PEGI has rated Sonic Frontiers: Definitive Edition for the Nintendo Switch 2, and physical retail copies have started to surface in some markets even though Sega has not issued an official announcement.
Sonic Frontiers was developed by Sonic Team and originally released on November 8, 2022, for PlayStation, Xbox, Nintendo Switch and PC.
The franchise, owned and published by Sega, remains one of the company's flagship properties since the series debuted in 1991 on the Sega Genesis/Mega Drive.
According to the newly revealed box art, the Definitive Edition is billed as an enhanced release for Nintendo's next hardware and promises a range of updates and bonus content.
The back-of-box details list a "Sights, Sounds, and Speed" package, a special "Sonic's Birthday Bash" mode, a story campaign titled "The Final Horizon," plus bonus in-game items, a digital art book and a mini soundtrack.

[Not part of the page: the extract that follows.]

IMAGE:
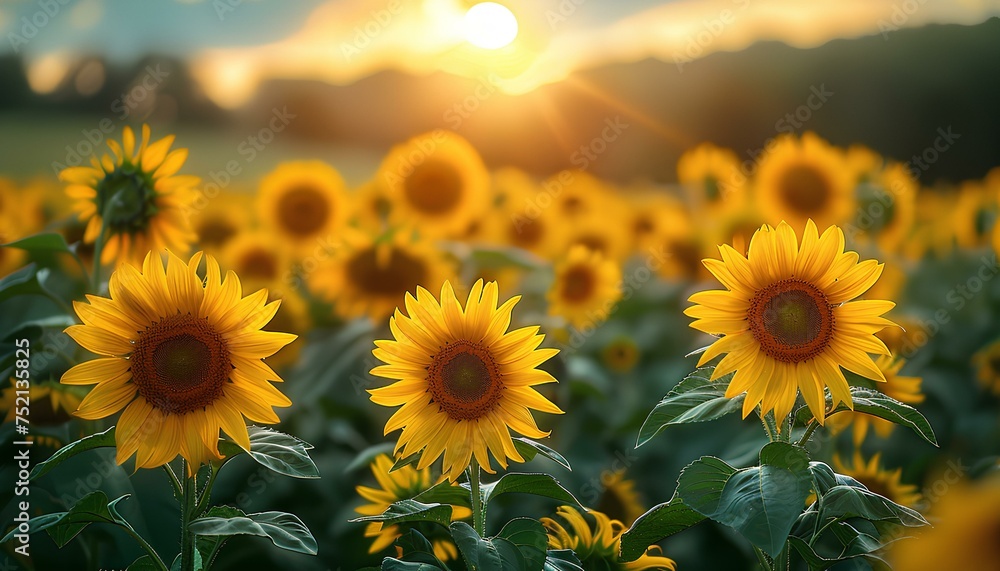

The retail edition appears to be distributed as a Game-Key Card for the Switch 2 platform.
This PEGI rating follows an earlier classification in South Korea and reports that physical copies began appearing on store shelves last week.
Sega itself has not confirmed a release date or provided an official product page in the Nintendo eShop for the Definitive Edition at the time of writing.
Separately, Sega of America is hosting a Sonic Birthday livestream that doubles as a charity fundraiser supporting St. Jude Children's Research Hospital.
The event is scheduled around the anniversary and will stream on YouTube and Twitch, featuring guests and gameplay segments.
Sega is also staging a Japanese livestream this week that the company says will include information on select Sonic titles.
Sonic Team’s work on Sonic Frontiers marked a notable shift toward open-zone design in the series, and the Definitive Edition listing reinforces Sega’s ongoing support for the title across console generations.
For Switch owners watching for a successor announcement or for availability in the Nintendo eShop, the PEGI rating and retail sightings are concrete developments to monitor while Sega prepares any formal communications.